Yerel seçimlerden önceki dönemde şubat ve mart aylarındaki yabancı para mevduata yönelik güçlü talebi, mart ayında alınan kararlarla, hızlı bir şekilde ortadan kaldırdıklarının altını çizen TCMB Başkanı Karahan, “Nisan ayından itibaren TL mevduat 1,3 trilyon TL artarken, parite etkisinden arındırılmış yabancı para mevduat ve KKM, sırasıyla 16,2 milyar dolar ve 117 milyar TL azaldı.
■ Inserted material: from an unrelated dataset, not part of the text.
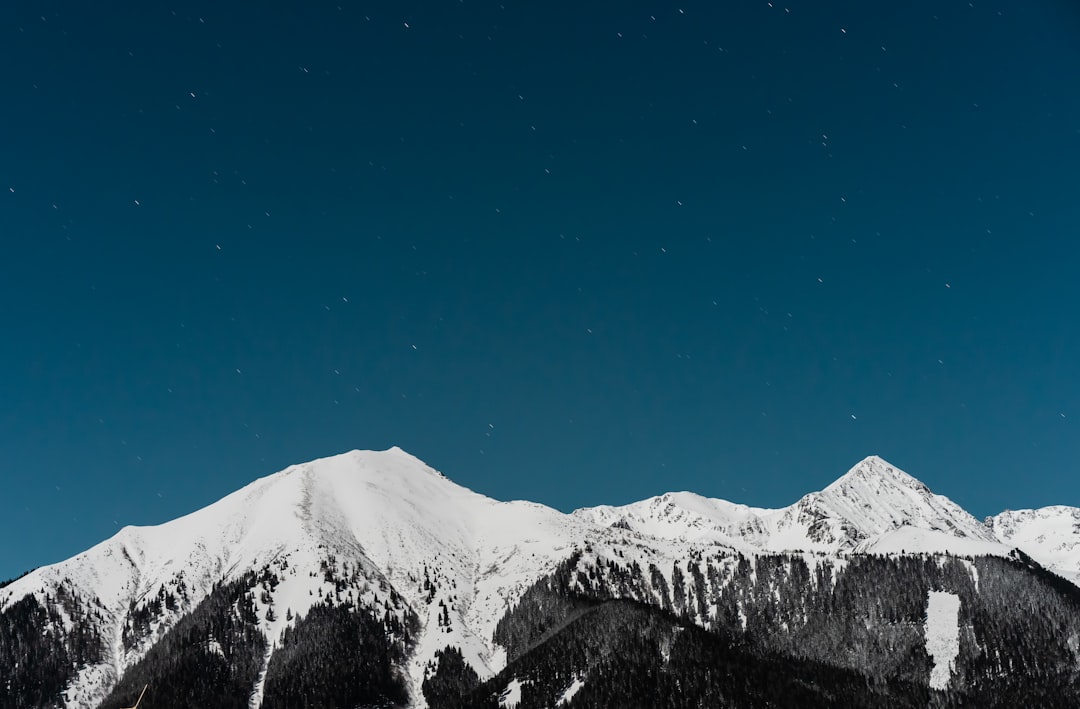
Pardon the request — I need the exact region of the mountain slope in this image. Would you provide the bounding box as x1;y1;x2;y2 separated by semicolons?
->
0;449;1080;709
Böylece, son 9 ayda, Türk lirası mevduat payı yaklaşık yüzde 32’den yüzde 48’e yükselirken, KKM’nin payı yüzde 26’dan yüzde 13,4’e gerilemiştir. Para politikası duruşumuz ve uygulamakta olduğumuz makroihtiyati çerçeve, TL mevduata geçiş eğilimine katkı vermeye devam edecek” ifadelerini kullandı.
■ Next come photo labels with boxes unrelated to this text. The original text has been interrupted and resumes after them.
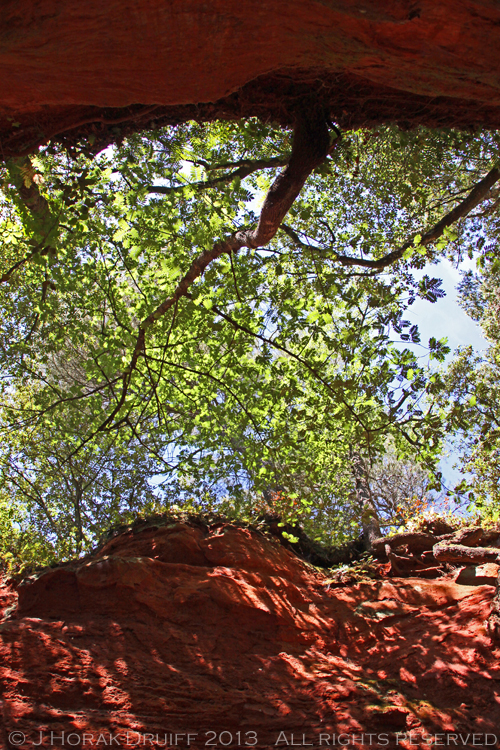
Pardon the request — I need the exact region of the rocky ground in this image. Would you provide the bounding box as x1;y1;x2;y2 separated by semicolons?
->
0;519;500;750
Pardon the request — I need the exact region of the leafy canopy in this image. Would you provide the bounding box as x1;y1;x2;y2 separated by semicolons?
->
0;120;500;560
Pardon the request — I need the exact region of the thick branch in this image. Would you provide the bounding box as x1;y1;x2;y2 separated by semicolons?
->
281;166;500;271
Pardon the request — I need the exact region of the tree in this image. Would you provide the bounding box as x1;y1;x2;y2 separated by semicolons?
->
0;119;500;564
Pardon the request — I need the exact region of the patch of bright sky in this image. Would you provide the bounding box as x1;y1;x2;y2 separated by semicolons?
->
405;260;487;500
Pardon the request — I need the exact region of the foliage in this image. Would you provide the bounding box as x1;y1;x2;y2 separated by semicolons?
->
0;120;497;559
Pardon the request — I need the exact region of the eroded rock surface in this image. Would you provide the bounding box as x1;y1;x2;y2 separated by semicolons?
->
0;0;500;158
0;523;500;748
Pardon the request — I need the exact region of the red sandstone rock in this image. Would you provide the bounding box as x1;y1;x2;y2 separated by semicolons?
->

Enflasyonun Mayıs ayında olumsuz baz etkisinin etkisiyle zirveye ulaştığını söyleyen TCMB Başkanı, şunları söyledi; “Böylece, politika iletişiminde sıklıkla vurguladığımız geçiş döneminin sonuna gelmiş bulunmaktayız. Para politikasındaki kararlı duruşumuz, yurt içi talepte dengelenme, Türk lirasında reel değerlenme ve enflasyon beklentilerindeki düzelme vasıtasıyla aylık enflasyonun ana eğilimini düşürecektir. Böylelikle, yılın geri kalanında enflasyonun istikrarlı olarak gerileyeceği dezenflasyon dönemine gireceğiz.
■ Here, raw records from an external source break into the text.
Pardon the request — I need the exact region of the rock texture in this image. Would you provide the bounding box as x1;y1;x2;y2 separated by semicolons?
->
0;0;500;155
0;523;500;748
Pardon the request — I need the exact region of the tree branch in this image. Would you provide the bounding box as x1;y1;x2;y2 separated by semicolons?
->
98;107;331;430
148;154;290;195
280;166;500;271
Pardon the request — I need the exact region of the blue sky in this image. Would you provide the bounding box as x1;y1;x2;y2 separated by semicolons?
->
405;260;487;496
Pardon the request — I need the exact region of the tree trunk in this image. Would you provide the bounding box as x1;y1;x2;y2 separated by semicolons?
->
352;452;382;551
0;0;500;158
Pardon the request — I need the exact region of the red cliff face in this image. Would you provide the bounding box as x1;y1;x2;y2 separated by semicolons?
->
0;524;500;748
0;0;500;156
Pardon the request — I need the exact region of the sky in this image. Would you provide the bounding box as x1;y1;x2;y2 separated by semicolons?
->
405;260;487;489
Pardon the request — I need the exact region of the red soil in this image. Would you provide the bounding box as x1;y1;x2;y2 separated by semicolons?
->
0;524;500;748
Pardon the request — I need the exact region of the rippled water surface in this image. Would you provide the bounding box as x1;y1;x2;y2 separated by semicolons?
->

Bu dönemde, olumlu yöndeki baz etkileri ve daha önemlisi enflasyonun ana eğilimindeki düşüşün devamı etkili olacak. Para politikasındaki sıkı duruşumuzu fiyat istikrarı sağlanana kadar kararlılıkla sürdüreceğiz. Bu süreçte iki ana koşul gözeteceğiz: Birincisi, aylık enflasyonun ana eğiliminin, belirgin ve kalıcı bir düşüş göstermesi. İkincisi ise enflasyon beklentilerinin öngörülen tahmin aralığına yakınsaması.”

“Enflasyonu düşürmek için ne gerekiyorsa yapmaya devam edeceğiz”

Mart ayında attığımız adımların etkisiyle finansal koşulların önemli ölçüde sıkılaştığını belirten Merkez Bankası Başkanı Fatih Karahan, “Bu durumun etkisini krediler üzerinde görmekteyiz.

Önümüzdeki dönemde bunun, talebi zayıflatacağını, fiyatlama davranışlarına olumlu yansıyacağını ve dezenflasyon sürecini güçlendireceğini öngörüyoruz. Bu süreçte, maliye politikalarının katkısı ve yönetilen-yönlendirilen fiyatların eşgüdüm halinde belirlenecek olması, dezenflasyon sürecini destekleyecektir. Aylık enflasyonun ana eğiliminde, belirgin ve kalıcı bir düşüş sağlanana ve enflasyon beklentileri, öngörülen tahmin aralığına yakınsayana kadar sıkı para politikası duruşumuzu sürdüreceğiz.

Enflasyonda belirgin ve kalıcı bir bozulma öngörülmesi durumunda ise, para politikası duruşumuzu sıkılaştıracağız. Kalıcı fiyat istikrarını sağlayana kadar, sıkı para politikası duruşumuzu kararlılıkla sürdüreceğiz. Haziran’dan itibaren yaşayacağımız dezenflasyon sürecinde, enflasyonu, belirlediğimiz ara hedeflerle uyumlu olacak şekilde düşürmek için ne gerekiyorsa yapmaya devam edeceğiz” dedi.”